Ancient Paleo-Siberians, in conjunction with an Inner Northeast Asian (Yumin-like) lineage, gave rise to the Cisbaikal_LNBA ancestry, which may be associated with ancient Yeniseian speakers. Ancient Paleo-Siberians also formed the dominant ancestral source for Altai hunter-gatherers (7500BP), in conjunction with an ANE-rich Botai-like source, who later contributed to the genomes of Baikal hunter-gatherers and Afanasievo-like sources.

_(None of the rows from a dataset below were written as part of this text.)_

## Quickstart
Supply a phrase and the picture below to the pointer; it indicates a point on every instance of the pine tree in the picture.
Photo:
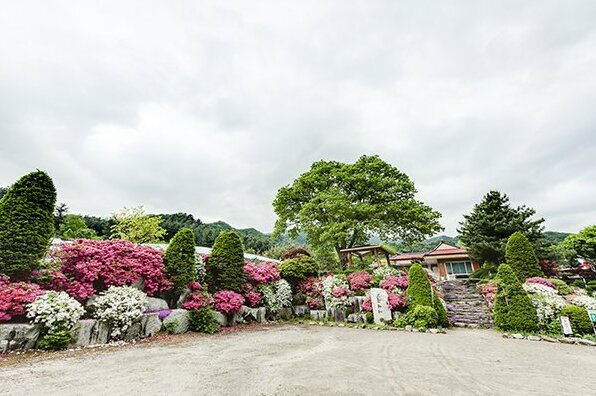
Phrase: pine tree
(179, 260)
(225, 266)
(484, 232)
(520, 255)
(26, 224)
(513, 308)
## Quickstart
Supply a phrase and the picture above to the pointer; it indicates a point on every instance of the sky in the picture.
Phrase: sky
(209, 107)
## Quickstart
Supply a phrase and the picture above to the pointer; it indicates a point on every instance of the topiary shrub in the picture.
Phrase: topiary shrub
(226, 263)
(420, 317)
(579, 318)
(420, 292)
(298, 269)
(520, 255)
(513, 308)
(179, 260)
(26, 224)
(203, 321)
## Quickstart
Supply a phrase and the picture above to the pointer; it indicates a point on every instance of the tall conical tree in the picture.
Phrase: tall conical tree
(520, 255)
(513, 308)
(226, 264)
(26, 224)
(179, 260)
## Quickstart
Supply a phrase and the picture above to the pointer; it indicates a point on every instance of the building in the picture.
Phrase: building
(446, 261)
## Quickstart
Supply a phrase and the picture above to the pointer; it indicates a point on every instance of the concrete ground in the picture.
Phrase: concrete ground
(313, 360)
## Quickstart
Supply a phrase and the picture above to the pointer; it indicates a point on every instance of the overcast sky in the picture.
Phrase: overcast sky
(209, 108)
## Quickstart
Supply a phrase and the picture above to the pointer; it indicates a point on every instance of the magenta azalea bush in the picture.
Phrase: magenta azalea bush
(359, 280)
(88, 267)
(14, 296)
(227, 301)
(542, 281)
(260, 274)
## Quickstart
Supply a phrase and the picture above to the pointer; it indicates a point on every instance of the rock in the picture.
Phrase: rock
(18, 336)
(301, 310)
(177, 321)
(150, 324)
(133, 332)
(82, 331)
(318, 314)
(156, 304)
(583, 341)
(548, 339)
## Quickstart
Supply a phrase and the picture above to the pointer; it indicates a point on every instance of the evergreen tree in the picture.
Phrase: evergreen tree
(485, 231)
(421, 292)
(225, 266)
(513, 308)
(179, 260)
(520, 255)
(26, 224)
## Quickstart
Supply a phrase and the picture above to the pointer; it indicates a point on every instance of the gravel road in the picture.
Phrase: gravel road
(313, 360)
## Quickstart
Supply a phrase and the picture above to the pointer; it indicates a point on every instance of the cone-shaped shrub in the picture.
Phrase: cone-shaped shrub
(513, 308)
(420, 292)
(26, 224)
(520, 255)
(226, 263)
(179, 260)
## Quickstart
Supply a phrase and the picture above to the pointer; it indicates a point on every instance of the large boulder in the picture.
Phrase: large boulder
(18, 336)
(177, 321)
(156, 304)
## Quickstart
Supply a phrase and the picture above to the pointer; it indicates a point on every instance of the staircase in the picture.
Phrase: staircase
(466, 307)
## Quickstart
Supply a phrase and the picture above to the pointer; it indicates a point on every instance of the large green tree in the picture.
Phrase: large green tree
(26, 224)
(485, 231)
(583, 244)
(342, 205)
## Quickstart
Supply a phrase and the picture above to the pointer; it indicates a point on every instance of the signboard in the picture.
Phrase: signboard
(379, 300)
(566, 325)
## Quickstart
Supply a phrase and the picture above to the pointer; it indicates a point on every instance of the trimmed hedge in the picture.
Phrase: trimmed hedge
(513, 308)
(420, 292)
(579, 318)
(520, 255)
(26, 224)
(226, 263)
(179, 260)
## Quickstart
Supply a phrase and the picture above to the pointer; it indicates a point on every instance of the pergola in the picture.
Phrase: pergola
(377, 251)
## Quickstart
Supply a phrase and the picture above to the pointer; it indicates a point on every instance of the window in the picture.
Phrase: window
(459, 268)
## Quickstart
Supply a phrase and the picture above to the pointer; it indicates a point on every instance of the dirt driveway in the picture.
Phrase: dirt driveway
(312, 360)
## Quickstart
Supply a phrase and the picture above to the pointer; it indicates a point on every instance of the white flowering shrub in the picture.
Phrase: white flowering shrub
(55, 310)
(583, 301)
(119, 306)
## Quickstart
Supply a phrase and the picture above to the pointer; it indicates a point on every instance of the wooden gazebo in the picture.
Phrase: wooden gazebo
(379, 252)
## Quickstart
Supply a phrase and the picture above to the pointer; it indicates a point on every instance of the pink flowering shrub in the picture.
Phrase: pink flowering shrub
(227, 301)
(14, 296)
(359, 280)
(197, 298)
(261, 274)
(88, 267)
(542, 281)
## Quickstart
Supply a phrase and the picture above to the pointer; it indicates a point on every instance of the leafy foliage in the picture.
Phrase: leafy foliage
(421, 292)
(136, 226)
(341, 205)
(485, 231)
(579, 318)
(513, 308)
(203, 321)
(520, 255)
(179, 260)
(26, 224)
(226, 263)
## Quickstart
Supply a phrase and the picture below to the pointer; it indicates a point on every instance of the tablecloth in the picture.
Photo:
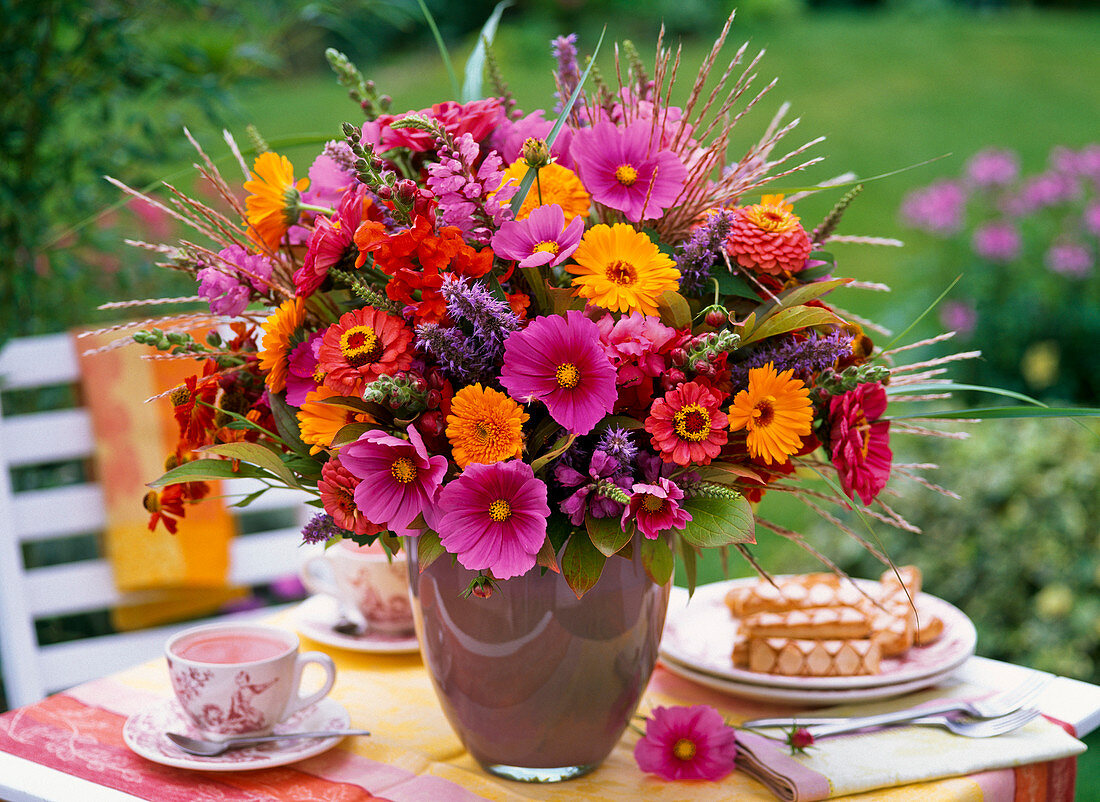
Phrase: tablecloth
(413, 755)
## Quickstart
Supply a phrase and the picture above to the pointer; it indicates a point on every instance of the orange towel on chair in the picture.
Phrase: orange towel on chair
(168, 577)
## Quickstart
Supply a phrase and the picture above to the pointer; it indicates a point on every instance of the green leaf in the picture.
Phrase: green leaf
(208, 471)
(428, 549)
(657, 559)
(800, 317)
(286, 421)
(990, 413)
(525, 185)
(730, 284)
(558, 450)
(718, 522)
(673, 309)
(255, 454)
(581, 563)
(607, 535)
(475, 65)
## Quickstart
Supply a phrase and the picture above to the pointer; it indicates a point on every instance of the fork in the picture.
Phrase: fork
(979, 728)
(990, 707)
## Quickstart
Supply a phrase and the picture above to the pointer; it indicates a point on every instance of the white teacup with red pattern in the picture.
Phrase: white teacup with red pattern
(241, 679)
(366, 582)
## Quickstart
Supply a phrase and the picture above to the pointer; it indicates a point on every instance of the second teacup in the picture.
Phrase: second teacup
(366, 582)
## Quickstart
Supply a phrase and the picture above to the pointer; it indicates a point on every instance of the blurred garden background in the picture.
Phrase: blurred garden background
(910, 88)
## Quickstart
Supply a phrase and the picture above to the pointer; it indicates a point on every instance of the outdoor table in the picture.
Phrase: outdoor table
(70, 747)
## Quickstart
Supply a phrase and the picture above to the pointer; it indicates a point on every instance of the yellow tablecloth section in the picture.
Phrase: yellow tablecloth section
(392, 695)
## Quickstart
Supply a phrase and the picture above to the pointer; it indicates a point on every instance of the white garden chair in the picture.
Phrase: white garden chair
(31, 670)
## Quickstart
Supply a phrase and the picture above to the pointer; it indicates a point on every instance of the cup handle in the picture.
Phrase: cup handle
(318, 578)
(297, 701)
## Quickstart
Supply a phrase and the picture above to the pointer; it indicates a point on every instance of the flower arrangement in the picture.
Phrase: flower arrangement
(524, 337)
(1027, 248)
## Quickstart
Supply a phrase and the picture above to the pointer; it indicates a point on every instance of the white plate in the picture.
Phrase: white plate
(316, 616)
(699, 635)
(804, 695)
(144, 733)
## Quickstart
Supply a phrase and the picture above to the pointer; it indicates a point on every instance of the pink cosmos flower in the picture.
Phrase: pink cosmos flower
(686, 744)
(622, 168)
(541, 238)
(656, 507)
(495, 517)
(559, 361)
(860, 441)
(398, 480)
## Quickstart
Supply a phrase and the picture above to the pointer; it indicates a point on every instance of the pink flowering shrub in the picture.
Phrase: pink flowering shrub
(1027, 246)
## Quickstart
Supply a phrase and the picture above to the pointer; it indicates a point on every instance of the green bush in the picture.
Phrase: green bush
(1020, 551)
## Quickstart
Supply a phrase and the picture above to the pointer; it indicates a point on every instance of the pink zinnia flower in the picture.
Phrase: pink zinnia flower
(686, 426)
(331, 244)
(686, 744)
(398, 480)
(656, 507)
(860, 441)
(622, 168)
(559, 361)
(541, 238)
(495, 517)
(337, 487)
(305, 374)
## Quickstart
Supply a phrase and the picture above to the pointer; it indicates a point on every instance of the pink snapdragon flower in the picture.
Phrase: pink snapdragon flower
(656, 507)
(541, 238)
(686, 744)
(559, 361)
(625, 171)
(398, 480)
(494, 517)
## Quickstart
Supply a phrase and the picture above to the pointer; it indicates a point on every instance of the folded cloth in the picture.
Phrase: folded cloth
(167, 577)
(894, 756)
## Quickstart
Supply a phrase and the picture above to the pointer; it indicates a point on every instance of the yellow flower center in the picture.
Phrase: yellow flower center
(762, 413)
(626, 175)
(622, 273)
(567, 375)
(683, 749)
(360, 345)
(403, 470)
(499, 511)
(692, 423)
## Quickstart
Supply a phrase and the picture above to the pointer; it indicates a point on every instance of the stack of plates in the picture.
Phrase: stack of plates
(699, 637)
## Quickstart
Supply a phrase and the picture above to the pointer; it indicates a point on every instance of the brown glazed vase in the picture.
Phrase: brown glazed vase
(538, 683)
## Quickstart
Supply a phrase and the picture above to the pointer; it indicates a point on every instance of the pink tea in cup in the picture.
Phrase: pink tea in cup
(230, 647)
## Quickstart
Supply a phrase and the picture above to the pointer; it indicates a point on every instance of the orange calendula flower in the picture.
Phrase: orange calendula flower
(558, 185)
(274, 201)
(485, 426)
(622, 270)
(777, 412)
(277, 343)
(319, 423)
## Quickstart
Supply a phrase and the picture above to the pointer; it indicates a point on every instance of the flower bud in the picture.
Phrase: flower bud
(536, 153)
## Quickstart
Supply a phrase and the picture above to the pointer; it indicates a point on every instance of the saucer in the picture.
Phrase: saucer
(317, 616)
(144, 733)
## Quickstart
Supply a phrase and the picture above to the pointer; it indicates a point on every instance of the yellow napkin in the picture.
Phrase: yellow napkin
(171, 577)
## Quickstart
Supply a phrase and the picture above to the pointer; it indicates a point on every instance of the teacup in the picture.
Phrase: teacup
(241, 679)
(366, 582)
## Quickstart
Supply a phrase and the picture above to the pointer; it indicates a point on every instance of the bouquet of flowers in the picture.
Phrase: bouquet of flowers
(1026, 246)
(525, 337)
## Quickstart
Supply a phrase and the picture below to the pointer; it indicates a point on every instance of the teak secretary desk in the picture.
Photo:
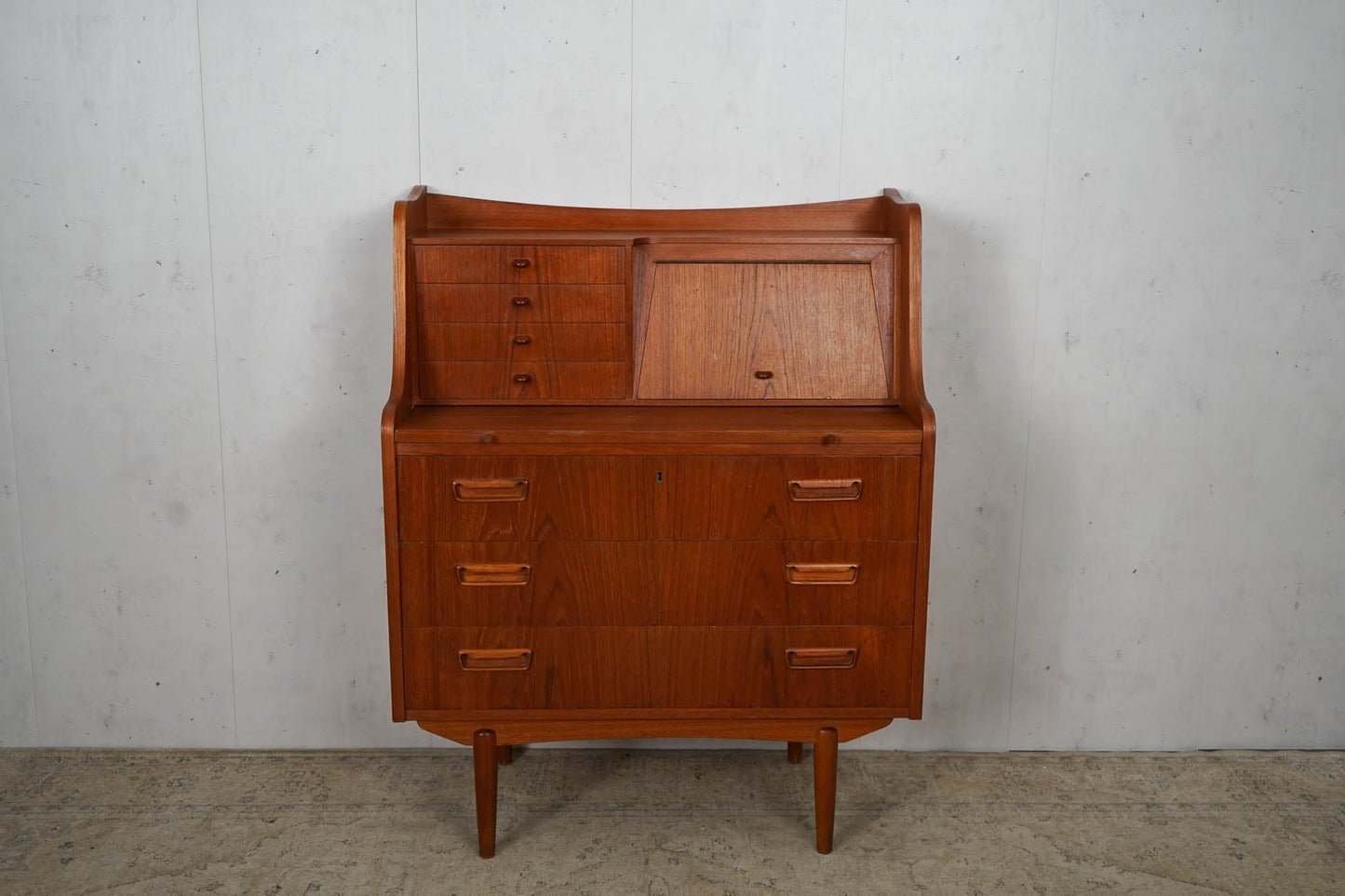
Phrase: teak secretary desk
(656, 474)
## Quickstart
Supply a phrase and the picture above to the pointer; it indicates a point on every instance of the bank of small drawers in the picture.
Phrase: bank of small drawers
(631, 582)
(522, 322)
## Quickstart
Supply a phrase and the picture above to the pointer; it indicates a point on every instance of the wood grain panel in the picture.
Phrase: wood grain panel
(881, 675)
(510, 264)
(523, 379)
(650, 582)
(659, 582)
(652, 427)
(656, 667)
(581, 498)
(432, 594)
(523, 341)
(489, 303)
(763, 331)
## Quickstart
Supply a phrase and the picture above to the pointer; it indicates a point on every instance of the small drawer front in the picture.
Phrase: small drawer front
(522, 303)
(628, 498)
(519, 264)
(523, 341)
(523, 380)
(447, 582)
(656, 667)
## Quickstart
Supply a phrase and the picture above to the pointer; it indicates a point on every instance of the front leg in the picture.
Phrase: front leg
(484, 759)
(825, 786)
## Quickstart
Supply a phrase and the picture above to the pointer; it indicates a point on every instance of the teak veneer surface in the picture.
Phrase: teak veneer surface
(656, 474)
(810, 425)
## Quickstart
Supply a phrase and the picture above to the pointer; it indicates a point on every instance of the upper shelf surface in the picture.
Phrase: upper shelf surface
(534, 235)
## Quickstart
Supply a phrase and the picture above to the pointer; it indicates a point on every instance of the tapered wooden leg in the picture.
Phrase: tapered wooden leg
(484, 757)
(825, 786)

According to a 2025 study, Native American-related Paleosiberian ancestry in continental Siberia mixed with East Asian groups from the Amur River region and Inland East Asia and contributed to the genetic makeup of ancient and present Yeniseian and Uralic-speaking groups. The latter is responsible for spreading haplogroup N throughout Eurasia. They also received input from North Eurasian Hunter-Gatherers, who lived about ~10–4kya and are characterized by distinct West and East Eurasian admixture. Input from these hunter-gatherers, however, is limited in ancient and present Turkic, Mongolic and Tungusic-speaking populations from Central and Northern Eurasia, as well as pastoralists from the Late Bronze Age and Iron age such as Scythians, Sarmatians, and Xiongnu. Other studies detect Ancient Paleosiberian-related input in several ancient northern Chinese populations.